Computing differential sample size for case-control studies of gene-environment interaction.

Jimmy Thomas Efird1, Mi-Kyung Hong

  • 1Biostatistics and Data Management Facility, John A. Burns School of Medicine, University of Hawaii at Manoa, Honolulu, Hawaii 96822, USA. jimmy.efird@stanfordlumni.org

Ethnicity & Disease
|July 23, 2008
PubMed
Summary
This summary is machine-generated.

This study introduces a new method to calculate sample sizes for genetic and environmental interaction studies.
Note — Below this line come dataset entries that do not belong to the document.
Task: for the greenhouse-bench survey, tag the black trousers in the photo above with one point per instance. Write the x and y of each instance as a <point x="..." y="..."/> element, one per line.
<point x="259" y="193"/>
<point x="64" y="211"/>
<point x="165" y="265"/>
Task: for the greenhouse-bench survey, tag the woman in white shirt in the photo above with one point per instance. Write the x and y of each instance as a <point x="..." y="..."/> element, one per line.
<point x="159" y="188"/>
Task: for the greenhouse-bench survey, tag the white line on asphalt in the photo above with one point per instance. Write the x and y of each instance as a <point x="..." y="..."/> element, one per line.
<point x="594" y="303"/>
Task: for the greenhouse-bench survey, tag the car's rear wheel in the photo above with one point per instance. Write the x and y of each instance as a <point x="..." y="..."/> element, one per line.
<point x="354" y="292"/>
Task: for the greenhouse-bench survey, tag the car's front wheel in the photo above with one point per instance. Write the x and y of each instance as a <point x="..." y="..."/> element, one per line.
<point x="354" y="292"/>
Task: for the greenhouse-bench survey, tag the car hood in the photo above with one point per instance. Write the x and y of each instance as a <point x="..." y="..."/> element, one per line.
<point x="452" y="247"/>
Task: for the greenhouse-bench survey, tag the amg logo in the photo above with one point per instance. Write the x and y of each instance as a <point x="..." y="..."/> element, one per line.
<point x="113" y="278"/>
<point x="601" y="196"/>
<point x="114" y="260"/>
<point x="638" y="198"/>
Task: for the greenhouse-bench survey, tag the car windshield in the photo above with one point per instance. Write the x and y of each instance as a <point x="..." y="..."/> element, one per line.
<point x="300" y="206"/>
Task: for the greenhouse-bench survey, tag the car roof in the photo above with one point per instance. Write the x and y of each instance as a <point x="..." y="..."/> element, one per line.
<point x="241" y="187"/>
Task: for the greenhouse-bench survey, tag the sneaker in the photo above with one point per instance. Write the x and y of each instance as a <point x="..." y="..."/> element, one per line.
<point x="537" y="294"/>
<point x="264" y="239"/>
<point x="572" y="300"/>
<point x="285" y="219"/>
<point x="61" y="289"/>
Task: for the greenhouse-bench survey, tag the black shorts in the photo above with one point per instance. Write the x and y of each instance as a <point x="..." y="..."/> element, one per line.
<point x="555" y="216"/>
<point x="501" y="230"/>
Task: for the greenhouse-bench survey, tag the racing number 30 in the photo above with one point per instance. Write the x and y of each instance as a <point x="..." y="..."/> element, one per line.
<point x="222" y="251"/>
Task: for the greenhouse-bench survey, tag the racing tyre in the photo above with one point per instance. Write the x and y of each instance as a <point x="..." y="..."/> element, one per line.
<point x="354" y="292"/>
It helps researchers accurately assess disease risk by considering both factors together.

Related Experiment Videos

Area of Science:

  • Epidemiology
  • Biostatistics
  • Genetics

Background:

  • Disease rates, including cancer and cardiovascular disease, vary across ethnic/racial groups.
  • Neither genetic nor environmental factors alone fully explain these observed disparities.
  • Incomplete analysis of gene-environment interactions can lead to inaccurate conclusions about disease causes.

Purpose of the Study:

  • To present a novel method for calculating sample size in case-control studies.
  • To specifically address the interaction between genetic and environmental factors in disease etiology.
  • To provide a framework for more accurate assessment of gene-environment influence on health outcomes.

Main Methods:

  • Developed a new statistical method for sample size computation.
  • The method indirectly estimates the odds ratio for gene-environment interaction.
  • It utilizes existing data on environmental exposure odds ratios and population genotype frequencies.

Main Results:

  • A table is provided detailing required sample sizes for detecting gene-environment interactions.
  • Sample size requirements vary based on genotype frequencies and environmental exposure odds ratios.
  • Findings indicate a proportional increase in sample size with genotype frequency for a given environmental exposure odds ratio.

Conclusions:

  • Accurate sample size calculation is crucial for studies on gene-environment interactions.
  • The proposed method enhances the ability to detect interactions between genetic and environmental factors.
  • This approach can lead to more precise understanding of disease etiology and risk factors.